In an interior that blends the aura of a club with that of a good friend’s living room, minimalist geometric paintings reminiscent of Rothko’s work hang alongside classical portraiture on the walls. Beneath the swaths of color, patrons direct their own tasting experiences with self-serve Enomatic machines, which draw from dozens of bottles to dispense servings of 1–6 ounces of red or white wines. More than 30 domestic and international wines star on the wine list, from sweet rieslings to cabernet sauvignons to the deep red of a rebellious bull’s Camaro. Sharable plates, including baked brie with apricot compote and flatbreads topped with steak and Stilton blue cheese, fuel conversation.
When Harmony Winery co-owner Kevin Croak was a teenager growing up on Long Island, he experimented with making wines from sugar and the juice of wild berries. "I used to hide them in the cemetery behind my house, hoping my dad wouldn't find them," Croak told the Indianapolis Star. "But I didn't understand about fermentation, and the bottles blew up." Luckily for visitors to the cozy tasting room and winemaking studio, Harmony Winery has mastered all aspects of the vino-crafting process. Now, they invite their guests to do the same through fun, informative classes and you-make-it bottling sessions.

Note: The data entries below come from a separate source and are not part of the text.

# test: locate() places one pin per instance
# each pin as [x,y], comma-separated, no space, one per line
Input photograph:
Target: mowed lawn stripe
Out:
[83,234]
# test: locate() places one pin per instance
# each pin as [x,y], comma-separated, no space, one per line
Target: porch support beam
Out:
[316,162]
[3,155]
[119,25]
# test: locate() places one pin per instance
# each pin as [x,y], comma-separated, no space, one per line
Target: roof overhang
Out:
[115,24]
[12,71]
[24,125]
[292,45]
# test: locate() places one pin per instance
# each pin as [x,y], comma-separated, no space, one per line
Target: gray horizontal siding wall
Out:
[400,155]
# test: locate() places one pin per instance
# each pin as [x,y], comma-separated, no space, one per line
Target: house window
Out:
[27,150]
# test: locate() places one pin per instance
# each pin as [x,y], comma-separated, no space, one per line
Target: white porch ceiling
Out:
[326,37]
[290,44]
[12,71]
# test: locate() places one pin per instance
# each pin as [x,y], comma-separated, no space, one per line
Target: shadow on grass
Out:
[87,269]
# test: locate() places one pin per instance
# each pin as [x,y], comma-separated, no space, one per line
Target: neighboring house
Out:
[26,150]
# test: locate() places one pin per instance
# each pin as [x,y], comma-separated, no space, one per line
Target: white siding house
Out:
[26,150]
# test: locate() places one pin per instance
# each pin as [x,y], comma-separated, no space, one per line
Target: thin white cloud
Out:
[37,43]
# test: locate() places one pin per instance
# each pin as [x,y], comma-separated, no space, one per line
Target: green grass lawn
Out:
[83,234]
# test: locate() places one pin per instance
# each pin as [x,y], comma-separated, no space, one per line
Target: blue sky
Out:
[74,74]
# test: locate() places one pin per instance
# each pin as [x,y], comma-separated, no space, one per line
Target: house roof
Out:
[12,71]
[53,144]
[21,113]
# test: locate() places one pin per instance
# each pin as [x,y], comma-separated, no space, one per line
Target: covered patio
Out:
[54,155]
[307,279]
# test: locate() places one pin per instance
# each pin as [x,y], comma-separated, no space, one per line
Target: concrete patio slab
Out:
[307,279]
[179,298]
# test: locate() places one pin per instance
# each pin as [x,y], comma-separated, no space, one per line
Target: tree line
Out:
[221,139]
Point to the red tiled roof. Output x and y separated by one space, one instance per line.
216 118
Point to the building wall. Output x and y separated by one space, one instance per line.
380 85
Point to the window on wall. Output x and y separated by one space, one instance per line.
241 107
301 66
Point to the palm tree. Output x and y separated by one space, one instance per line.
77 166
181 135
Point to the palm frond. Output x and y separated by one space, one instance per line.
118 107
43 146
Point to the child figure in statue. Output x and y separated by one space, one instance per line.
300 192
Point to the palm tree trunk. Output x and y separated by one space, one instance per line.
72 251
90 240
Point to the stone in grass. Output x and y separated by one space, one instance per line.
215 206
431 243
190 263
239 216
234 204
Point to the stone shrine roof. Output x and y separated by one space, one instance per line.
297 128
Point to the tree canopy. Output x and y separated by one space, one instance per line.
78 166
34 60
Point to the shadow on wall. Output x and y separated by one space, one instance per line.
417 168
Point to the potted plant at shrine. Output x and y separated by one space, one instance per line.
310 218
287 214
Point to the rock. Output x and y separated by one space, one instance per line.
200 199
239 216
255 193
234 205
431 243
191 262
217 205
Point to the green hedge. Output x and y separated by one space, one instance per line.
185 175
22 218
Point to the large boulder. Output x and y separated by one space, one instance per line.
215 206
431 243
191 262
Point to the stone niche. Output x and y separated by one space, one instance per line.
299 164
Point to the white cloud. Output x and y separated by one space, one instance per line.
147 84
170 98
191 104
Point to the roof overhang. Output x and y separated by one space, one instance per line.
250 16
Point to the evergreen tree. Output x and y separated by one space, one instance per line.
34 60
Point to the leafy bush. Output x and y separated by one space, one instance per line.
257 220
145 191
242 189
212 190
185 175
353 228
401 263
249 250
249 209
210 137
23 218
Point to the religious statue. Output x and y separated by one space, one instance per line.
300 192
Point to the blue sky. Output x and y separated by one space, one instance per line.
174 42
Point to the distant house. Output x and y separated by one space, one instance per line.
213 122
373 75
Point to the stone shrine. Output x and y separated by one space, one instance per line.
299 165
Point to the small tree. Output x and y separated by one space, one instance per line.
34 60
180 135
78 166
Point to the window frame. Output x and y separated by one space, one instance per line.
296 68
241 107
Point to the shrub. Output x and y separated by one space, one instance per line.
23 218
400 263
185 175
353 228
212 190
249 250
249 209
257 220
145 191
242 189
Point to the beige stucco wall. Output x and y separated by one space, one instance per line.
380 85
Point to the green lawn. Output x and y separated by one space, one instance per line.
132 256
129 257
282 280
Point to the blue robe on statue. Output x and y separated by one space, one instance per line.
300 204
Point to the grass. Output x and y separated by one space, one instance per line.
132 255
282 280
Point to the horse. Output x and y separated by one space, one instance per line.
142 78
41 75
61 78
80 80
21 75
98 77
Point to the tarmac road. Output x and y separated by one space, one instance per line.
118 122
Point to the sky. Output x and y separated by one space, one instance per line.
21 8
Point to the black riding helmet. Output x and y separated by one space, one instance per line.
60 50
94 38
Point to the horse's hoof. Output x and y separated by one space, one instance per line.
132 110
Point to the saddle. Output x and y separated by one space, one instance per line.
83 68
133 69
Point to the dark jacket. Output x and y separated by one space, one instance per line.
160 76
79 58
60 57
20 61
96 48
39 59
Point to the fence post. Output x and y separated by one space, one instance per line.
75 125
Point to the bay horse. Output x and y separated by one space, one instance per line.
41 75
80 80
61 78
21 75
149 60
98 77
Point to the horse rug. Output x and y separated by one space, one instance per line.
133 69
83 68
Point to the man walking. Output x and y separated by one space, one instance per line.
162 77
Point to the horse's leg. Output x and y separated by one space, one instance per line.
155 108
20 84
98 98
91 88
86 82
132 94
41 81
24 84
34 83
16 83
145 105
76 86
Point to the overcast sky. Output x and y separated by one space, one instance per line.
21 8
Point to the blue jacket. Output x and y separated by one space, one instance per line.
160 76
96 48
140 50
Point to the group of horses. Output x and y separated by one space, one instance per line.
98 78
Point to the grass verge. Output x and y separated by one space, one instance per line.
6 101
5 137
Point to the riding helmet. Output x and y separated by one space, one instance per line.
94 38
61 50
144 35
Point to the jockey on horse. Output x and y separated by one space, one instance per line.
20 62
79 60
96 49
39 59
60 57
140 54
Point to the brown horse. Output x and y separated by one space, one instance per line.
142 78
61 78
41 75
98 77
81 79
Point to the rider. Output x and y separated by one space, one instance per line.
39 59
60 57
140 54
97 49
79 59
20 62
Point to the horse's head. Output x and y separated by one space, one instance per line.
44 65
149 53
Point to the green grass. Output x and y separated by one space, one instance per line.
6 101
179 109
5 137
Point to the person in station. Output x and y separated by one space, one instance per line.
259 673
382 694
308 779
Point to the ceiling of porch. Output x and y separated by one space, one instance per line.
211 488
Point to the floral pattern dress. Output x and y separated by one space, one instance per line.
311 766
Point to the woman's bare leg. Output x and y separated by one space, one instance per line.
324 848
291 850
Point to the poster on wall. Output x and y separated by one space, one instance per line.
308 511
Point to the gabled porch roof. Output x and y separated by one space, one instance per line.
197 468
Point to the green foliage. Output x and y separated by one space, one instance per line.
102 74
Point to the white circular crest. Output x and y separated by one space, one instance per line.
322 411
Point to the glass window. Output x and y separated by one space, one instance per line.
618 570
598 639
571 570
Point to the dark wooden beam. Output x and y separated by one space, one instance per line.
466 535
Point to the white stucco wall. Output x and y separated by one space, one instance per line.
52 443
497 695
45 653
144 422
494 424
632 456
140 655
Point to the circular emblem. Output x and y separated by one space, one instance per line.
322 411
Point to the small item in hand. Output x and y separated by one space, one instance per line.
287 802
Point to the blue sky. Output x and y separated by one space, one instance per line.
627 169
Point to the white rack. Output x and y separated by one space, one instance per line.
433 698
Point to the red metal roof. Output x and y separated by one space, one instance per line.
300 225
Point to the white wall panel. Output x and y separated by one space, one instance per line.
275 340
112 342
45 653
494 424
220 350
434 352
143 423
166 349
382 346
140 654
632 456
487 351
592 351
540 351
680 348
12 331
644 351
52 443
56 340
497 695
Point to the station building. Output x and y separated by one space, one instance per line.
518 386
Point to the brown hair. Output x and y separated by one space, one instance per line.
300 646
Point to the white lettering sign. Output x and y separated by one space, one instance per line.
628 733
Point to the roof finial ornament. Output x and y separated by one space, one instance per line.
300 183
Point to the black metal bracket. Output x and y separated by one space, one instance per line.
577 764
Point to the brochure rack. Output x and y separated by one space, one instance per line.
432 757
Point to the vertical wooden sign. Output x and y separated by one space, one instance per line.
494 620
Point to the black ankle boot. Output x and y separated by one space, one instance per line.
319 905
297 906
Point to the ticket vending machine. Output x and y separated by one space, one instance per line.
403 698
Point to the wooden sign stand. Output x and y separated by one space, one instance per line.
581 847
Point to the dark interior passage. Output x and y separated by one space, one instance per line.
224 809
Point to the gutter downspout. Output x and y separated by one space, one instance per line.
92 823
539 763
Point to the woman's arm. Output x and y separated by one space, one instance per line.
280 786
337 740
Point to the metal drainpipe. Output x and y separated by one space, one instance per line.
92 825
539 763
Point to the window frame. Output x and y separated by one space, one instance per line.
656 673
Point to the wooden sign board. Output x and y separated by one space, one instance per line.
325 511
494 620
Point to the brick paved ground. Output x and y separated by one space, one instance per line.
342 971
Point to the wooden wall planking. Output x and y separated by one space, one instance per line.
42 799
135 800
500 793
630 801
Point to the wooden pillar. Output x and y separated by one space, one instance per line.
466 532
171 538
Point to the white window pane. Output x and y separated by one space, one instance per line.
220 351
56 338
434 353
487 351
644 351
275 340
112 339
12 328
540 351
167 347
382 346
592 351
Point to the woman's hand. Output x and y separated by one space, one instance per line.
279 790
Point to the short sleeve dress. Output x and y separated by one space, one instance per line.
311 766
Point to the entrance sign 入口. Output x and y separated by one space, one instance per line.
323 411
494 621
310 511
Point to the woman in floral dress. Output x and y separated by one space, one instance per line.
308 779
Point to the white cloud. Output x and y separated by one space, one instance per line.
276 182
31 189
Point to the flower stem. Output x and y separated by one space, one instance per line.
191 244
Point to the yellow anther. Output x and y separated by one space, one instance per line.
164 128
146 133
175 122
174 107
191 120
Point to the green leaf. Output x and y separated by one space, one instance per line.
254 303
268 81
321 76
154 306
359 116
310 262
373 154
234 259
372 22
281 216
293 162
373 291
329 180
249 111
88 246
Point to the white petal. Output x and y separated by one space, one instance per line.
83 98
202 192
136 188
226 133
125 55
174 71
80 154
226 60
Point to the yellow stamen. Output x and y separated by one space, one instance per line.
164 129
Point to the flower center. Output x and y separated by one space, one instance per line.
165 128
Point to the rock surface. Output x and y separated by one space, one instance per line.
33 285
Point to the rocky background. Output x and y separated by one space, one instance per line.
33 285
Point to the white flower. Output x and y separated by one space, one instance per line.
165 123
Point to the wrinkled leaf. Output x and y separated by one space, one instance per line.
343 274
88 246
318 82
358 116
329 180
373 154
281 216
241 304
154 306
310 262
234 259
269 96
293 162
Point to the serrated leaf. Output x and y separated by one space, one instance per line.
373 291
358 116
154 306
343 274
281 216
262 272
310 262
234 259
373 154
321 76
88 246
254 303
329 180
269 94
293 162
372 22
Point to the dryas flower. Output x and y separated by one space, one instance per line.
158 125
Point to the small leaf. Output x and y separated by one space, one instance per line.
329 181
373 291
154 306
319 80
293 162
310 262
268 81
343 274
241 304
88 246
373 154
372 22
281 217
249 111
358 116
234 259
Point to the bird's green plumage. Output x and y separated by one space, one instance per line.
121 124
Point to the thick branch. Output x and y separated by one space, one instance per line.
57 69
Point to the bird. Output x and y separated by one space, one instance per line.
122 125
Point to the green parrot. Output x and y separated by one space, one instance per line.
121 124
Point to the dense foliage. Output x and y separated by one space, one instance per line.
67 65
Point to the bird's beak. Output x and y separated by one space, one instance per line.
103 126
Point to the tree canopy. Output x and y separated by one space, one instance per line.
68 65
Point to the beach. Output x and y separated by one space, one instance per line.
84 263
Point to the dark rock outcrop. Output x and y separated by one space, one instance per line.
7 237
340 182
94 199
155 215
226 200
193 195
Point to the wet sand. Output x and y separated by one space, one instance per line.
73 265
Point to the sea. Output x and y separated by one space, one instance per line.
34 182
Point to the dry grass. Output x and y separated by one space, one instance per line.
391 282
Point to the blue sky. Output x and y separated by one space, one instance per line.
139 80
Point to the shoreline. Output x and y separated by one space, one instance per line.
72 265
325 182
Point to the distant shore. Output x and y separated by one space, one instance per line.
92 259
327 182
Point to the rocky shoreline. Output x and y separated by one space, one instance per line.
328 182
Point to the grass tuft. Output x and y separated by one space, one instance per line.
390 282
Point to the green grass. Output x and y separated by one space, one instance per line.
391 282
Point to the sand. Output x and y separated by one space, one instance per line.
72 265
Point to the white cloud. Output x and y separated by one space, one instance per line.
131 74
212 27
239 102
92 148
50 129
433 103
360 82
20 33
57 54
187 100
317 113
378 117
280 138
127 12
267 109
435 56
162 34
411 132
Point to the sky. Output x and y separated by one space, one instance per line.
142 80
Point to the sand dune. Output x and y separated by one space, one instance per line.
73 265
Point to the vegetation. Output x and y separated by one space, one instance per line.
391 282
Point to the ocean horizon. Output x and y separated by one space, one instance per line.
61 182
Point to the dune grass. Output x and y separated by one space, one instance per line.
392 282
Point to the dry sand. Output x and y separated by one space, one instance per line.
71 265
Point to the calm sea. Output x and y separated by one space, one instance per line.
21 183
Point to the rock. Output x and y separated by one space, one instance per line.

Clients stop in to sample some of Harmony's 35 different vintages amid luxurious leather sofas, a warm fireplace, and friendly company, pairing their wines with fine chocolates and seasonal dinner selections. Guests can cozy up to a tasting bar or commune in an event space outfitted with a big-screen TV and surround sound. Aspiring vintners hone their crafts with the winery's extensive selection of supplies, which includes custom labels for weddings or holidays, bohemian-crystal decanters for letting wine breathe, and vacuum pumps for trapping wine-spoiling poltergeists. Harmony Winery also demonstrates how cost-effective and healthy homemade wine can be, and how self-crafted vino can have lower levels of tannin and sulfites.
The story of Mallow Run Winery reads like a Steinbeck novel with a happy ending—a tale of romance, music, and farm life. John Richardson grew up on the 600-acre plot where Mallow Run now resides, but left for 35 years to become a teacher. During this time, he raised his son, Bill, whose dream of following the pastoral path of his ancestors led him to pursue a degree in Agriculture at Purdue University. After he graduated and his father retired, they both returned to John’s stomping ground with the intent of growing grapes for various Indiana wineries. Bill would meet his wife, Laura, while playing music locally in the Carmel Symphony—the former on French horn and the latter on clarinet—and thus, the triumvirate behind Mallow Run Winery was born.
Between the bushels of corn and soybeans that spring from the verdant fields, eight acres of grapevines produce the plump fruit that goes into bottles of Chardonel, Traminette, Seyval Blanc, and other varietals, and the tailpipes of any double-parked cars on the estate. The winery has become a destination to listen to live music in addition to sipping wine with friends and family, as the winery’s spacious lawn is often used for concerts from local artists.
Buck Creek Winery is truly the result of a joint effort between family and friends, and it began its first year with 1,500 vines. That was 1991. Back then, it was called Durm Vineyards, after its founders. With the help of the community, friends, and travelers from both near and far, harvests passed, and the founders sold their grapes to other wineries.
Rechristened Buck Creek Winery in the spring of 2006, the vineyard quickly became home to a host of award-winning wines, including Alley Cat, a slightly spicy red with notes of cranberry, strawberry, and territorialism.